The new model - presaged by the heavily-styled Hazumi concept car shown at the Geneva motor show in March - has been caught by CarAdvice's spy photographers testing in Germany, and its design appears to have stayed quite true to the dramatic show car's swooping lines.
The front-end shows a set of small, shapely headlights that are bridged by a bold grille design similar to that seen on the 2's big brother, the Mazda 3 small car. Similar to that model, the new Mazda 2's snout will see a numberplate sit front and centre while a lower air-dam will ensure enough air gets into the engine bay.

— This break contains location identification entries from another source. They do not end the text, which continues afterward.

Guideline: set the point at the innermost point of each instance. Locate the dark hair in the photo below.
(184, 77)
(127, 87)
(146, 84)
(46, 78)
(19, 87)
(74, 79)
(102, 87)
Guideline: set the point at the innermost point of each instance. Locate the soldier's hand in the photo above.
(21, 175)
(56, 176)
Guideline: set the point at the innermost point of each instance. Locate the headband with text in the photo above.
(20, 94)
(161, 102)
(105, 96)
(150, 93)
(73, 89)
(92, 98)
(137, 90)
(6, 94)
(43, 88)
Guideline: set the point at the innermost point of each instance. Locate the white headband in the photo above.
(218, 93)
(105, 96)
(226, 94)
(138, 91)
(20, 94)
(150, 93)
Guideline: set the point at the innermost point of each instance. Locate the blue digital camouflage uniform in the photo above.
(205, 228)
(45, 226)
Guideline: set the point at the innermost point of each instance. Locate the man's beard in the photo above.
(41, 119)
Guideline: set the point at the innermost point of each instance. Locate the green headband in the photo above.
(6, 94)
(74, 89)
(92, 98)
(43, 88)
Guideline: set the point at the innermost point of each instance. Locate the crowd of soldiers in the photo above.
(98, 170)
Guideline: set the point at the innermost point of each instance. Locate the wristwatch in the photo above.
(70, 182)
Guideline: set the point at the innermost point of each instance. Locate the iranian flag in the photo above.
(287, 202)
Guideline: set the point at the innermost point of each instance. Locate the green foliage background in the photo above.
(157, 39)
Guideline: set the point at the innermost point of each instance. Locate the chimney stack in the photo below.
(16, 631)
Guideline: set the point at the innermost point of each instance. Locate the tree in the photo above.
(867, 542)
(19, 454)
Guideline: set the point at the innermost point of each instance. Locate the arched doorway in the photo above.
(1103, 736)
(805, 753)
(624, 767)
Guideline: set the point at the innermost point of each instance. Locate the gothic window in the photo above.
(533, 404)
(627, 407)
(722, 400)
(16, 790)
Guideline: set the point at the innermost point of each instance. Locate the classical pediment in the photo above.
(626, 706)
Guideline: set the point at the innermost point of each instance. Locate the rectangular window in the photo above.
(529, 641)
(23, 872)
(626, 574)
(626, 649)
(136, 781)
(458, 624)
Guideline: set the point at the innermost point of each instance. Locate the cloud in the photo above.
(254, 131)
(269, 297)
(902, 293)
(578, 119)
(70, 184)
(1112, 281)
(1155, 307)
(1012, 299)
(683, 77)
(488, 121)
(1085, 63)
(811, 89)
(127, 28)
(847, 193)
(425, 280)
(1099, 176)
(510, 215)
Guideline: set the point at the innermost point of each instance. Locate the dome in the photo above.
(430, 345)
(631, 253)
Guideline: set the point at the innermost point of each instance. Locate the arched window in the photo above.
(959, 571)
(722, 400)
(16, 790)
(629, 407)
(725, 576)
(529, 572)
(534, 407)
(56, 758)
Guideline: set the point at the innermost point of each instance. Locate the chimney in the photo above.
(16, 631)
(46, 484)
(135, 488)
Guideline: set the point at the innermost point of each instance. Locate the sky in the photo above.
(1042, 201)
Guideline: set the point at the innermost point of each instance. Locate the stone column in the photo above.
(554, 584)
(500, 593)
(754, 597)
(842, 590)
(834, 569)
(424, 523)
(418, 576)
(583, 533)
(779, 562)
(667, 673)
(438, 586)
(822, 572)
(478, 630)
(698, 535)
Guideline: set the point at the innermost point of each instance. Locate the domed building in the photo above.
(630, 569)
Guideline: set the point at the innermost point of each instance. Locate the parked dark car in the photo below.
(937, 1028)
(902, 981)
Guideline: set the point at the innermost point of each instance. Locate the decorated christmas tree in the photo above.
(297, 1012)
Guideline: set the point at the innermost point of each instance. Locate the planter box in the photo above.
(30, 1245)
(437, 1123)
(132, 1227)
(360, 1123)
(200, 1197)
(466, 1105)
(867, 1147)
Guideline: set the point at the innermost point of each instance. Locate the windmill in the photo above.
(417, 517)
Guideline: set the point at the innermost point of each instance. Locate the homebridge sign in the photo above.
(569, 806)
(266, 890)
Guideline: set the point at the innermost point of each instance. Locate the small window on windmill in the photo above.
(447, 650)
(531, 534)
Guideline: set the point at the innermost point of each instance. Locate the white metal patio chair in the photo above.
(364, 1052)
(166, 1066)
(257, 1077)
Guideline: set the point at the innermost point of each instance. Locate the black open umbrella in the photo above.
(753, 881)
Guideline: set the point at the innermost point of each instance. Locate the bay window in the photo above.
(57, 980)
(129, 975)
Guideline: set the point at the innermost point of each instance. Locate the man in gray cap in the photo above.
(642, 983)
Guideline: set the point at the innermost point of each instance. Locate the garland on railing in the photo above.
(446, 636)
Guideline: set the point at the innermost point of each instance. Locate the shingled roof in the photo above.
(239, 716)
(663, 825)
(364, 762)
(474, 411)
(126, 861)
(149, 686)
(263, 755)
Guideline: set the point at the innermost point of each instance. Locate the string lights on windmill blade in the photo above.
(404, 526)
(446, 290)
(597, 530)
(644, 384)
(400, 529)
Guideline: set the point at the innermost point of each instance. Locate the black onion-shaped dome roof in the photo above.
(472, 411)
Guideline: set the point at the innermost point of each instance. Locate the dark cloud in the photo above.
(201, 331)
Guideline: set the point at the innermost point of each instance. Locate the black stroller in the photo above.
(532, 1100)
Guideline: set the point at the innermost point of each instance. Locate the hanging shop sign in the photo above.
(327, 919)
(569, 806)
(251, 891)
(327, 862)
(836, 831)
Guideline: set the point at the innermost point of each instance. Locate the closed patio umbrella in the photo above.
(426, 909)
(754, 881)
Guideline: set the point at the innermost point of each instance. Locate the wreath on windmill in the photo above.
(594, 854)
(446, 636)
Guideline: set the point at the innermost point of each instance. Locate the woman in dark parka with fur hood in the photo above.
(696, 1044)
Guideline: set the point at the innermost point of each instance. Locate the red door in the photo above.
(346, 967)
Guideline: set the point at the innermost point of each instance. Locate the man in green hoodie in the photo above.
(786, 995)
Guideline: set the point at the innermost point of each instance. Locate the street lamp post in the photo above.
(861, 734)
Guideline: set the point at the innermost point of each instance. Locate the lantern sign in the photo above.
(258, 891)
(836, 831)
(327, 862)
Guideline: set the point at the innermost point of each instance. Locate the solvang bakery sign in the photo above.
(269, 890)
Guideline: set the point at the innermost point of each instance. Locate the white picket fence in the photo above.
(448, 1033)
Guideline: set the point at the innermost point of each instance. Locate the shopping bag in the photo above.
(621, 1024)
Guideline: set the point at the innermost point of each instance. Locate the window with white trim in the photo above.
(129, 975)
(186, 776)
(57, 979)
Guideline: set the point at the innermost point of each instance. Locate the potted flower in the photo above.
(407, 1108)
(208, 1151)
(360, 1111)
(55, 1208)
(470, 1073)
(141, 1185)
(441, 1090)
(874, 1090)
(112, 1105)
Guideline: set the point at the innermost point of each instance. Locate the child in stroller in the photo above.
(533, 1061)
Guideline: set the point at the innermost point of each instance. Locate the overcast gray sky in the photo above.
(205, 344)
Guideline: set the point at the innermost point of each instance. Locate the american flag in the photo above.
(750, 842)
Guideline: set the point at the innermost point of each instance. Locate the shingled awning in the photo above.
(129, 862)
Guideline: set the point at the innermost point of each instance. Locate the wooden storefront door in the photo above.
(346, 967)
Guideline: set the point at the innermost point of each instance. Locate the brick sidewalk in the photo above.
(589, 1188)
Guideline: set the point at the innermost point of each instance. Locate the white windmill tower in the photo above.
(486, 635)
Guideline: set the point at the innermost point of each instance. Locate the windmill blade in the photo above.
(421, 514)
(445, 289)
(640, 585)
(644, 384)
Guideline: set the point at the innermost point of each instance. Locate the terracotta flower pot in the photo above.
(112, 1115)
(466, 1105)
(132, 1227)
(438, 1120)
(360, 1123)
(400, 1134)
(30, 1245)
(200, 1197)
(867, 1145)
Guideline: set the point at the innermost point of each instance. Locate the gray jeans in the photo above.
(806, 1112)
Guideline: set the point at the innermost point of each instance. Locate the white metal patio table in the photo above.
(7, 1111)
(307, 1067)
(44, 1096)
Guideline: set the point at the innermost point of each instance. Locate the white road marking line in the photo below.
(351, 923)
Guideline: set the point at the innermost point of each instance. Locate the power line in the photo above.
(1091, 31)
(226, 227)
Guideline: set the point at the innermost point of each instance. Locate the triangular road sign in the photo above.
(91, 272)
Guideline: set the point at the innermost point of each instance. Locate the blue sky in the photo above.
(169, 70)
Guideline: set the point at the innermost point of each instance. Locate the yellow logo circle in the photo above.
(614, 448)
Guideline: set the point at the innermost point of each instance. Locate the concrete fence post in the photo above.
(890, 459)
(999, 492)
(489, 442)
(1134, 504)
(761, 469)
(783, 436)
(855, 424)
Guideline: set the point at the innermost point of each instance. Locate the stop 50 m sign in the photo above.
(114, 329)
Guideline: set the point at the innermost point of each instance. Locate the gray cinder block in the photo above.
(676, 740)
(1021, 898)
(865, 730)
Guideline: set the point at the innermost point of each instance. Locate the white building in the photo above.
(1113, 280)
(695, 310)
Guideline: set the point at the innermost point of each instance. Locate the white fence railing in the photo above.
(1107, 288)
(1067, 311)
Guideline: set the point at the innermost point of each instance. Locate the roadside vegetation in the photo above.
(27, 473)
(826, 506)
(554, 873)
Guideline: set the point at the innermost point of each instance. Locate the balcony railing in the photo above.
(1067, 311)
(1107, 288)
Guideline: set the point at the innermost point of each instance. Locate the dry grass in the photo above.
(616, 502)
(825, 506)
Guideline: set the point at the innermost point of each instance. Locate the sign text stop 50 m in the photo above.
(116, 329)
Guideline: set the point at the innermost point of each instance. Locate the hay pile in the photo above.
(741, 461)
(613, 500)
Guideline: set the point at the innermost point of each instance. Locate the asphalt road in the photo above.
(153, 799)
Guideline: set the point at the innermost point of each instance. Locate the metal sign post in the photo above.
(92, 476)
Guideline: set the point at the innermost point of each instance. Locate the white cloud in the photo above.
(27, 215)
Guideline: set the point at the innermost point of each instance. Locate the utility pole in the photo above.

At the side, the new model's window/belt line appears more raked than on the current car, which in production guise will give the car a swept appearance. The rear-end will see a more pronounced tailgate angle that will also help the car's kerb appeal, with newly designed tail-lights sprouting from the tops of the rear flanks.
The car seen here appears to be fitted with the brand's latest batch of safety technologies, including a smart city braking system that is operated from a forward-facing camera mounted alongside the rear-view mirror. It is expected that a reverse-view camera and blind-spot monitoring systems may be offered on some models.
Mazda has already confirmed to CarAdvice that the new 2 will be offered only as a five-door hatchback, but that a four-door sedan will follow. It's not yet clear when that car will debut, nor whether it will be considered for Australia. The new model is expected to drop weight over the current car, which weighs 1010 kilograms in entry-level Neo Sport manual guise and 1032kg in top-spec Maxx Sport auto spec.
Mazda is expected to offer the new Mazda 2 with a 1.5-litre SkyActiv petrol four-cylinder engine that is seen in the current Mazda 3 in Europe, rather than the ultra-efficient 1.3-litre Skyactiv four-cylinder currently found in the Japanese-market Mazda 2. The 1.5-litre powerplant produces 75kW and 150Nm, and has claimed consumption of 5.1L/100km in the 3, while the 1.3-litre unit has 62kW/112Nm and uses just 3.3L/100km.
A 1.5-litre Skyactiv-D diesel engine that sips about 3.3L/100km is also expected to be offered in some markets, but Mazda Australia told CarAdvice at the Geneva show that the diesel version is not under consideration for the local market due to high premiums and low demand for the technology in the city car segment.